15 Temmuz süreciyle ayrışma ve kutuplaşmanın toplumda yoğunlaştığı ve kanun hükmünde kararnamelerle devletten atılanların sosyal izolasyon yaşadığına dikkat çeken Karpuz şunları söylüyor:
“Biz dedik okuyalım, çobanın oğlu çoban oluyor, biz bari memur olalım, bizden olanlar da memur olur diyerek polis memuru oldum. Ama kısmet etmediler, bu kadarmış dediler. Zulmün nereden geldiği beni daha çok yaraladı. Mütedeyyin insanlar, yani konuştukları zaman Allah’tan, kitaptan bahseden insanlar bize bu mağduriyeti yaşattı. Örnek verdikleri Hazreti Ömer adaletinden zerre kadar bize yansıtmadılar. Bu dönemde adalet inancı yerle bir oldu. Her zaman savunduğum şey şudur: Bir ülkede fikir ve ifade hürriyetini sağlayamadığınız zaman birileri iltisaktan, irtibattan yargılanır çünkü herkesin bir düşüncesi, inandığı bir şey var. Bunları yargılamaya başladığınız zaman ülkede temiz adam kalmaz. Umarım gelecek nesiller birbirlerinin düşüncelerine daha saygılı, daha hoşgörülü olur. Ocu, şucu, bucu değil de biz yani Türkiye Cumhuriyeti vatandaşı olmaktan gurur duyacağı bir ortam oluşturulur. İnşallah o günleri umut ediyoruz”.
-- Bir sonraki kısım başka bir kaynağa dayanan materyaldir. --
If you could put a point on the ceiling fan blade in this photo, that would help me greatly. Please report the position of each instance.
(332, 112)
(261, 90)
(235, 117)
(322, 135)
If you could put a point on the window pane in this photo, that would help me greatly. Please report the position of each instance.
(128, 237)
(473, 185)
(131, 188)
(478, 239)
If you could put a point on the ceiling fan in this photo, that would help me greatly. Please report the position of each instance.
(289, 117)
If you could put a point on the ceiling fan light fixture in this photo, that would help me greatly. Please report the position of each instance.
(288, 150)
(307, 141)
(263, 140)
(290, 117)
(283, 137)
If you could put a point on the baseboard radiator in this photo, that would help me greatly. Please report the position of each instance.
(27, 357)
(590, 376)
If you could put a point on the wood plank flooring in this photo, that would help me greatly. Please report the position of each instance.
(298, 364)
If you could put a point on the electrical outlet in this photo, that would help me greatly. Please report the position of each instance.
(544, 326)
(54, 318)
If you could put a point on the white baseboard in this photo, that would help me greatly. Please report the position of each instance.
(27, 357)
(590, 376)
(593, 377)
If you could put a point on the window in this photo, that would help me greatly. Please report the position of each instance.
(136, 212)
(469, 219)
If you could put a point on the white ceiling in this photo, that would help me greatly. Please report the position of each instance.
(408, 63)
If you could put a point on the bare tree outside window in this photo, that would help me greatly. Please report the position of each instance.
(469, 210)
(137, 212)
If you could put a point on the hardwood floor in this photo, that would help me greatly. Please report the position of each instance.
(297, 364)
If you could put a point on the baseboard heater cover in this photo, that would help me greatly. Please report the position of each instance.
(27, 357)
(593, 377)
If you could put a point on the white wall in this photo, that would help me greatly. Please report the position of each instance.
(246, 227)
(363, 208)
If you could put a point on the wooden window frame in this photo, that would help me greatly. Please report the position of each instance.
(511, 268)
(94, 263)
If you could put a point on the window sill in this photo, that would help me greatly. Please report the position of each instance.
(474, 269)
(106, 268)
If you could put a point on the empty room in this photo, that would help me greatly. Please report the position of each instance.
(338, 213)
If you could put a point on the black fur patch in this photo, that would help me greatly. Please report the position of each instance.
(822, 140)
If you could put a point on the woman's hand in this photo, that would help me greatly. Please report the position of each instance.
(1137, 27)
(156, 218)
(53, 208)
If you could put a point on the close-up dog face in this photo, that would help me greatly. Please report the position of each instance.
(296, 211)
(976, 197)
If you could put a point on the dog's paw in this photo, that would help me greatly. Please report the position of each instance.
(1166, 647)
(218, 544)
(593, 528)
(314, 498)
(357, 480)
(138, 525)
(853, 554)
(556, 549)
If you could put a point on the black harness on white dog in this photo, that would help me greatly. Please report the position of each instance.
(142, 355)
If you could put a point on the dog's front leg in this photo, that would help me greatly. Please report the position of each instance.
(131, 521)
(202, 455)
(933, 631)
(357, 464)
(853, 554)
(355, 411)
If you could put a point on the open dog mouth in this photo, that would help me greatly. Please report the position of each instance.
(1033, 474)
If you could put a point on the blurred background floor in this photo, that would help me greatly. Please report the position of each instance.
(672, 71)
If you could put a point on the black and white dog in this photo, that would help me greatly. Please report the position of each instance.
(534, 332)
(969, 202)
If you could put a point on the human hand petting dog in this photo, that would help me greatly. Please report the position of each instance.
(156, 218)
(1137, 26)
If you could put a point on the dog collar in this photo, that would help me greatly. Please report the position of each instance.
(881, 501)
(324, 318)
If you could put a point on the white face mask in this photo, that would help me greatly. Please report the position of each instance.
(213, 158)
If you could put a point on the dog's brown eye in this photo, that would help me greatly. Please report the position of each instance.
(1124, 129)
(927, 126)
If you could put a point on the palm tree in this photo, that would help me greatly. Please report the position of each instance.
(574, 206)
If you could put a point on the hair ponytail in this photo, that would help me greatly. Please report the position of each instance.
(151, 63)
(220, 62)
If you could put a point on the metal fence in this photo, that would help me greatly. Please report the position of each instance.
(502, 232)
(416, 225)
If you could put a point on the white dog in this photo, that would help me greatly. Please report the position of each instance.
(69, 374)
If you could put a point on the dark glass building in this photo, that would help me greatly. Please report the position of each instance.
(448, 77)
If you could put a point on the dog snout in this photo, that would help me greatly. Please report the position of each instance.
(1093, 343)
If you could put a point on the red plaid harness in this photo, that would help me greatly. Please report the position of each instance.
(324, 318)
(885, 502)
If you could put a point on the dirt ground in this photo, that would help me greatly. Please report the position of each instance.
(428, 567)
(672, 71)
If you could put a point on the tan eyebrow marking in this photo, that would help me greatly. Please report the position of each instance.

'Çobanlık baba mesleğim bir gün döneceğim'
Çobanlık yapmaktan rahatsız olmadığını ve bir gün görevine geri döneceğine inandığını kaydeden Hasan Karpuz şu ifadeleri kullanıyor:
“Çobanlık benim baba mesleğimdi, polislikten sonra bu işi yapmak ağır gelmedi. Sadece ailemin, çocuklarımın düzenleri değişti. Bir gün görevime döneceğimi umuyorum. Çünkü bir suçumuz yok. Bu mesleği alnımın akıyla kazandım. Kimseden bir yardım almadım, koyunların peşinde geze geze sınavlara çalıştım. 9-10 yıllık meslek hayatımda bir tanesi bana dese ki, sen şu işi yaparken devletin aleyhine çalıştın. Bir tanesi dese ki, sen şu işi yaparken devletin milletin malını çaldın çırptın, rüşvet aldın. Bana bunu diyemezler.”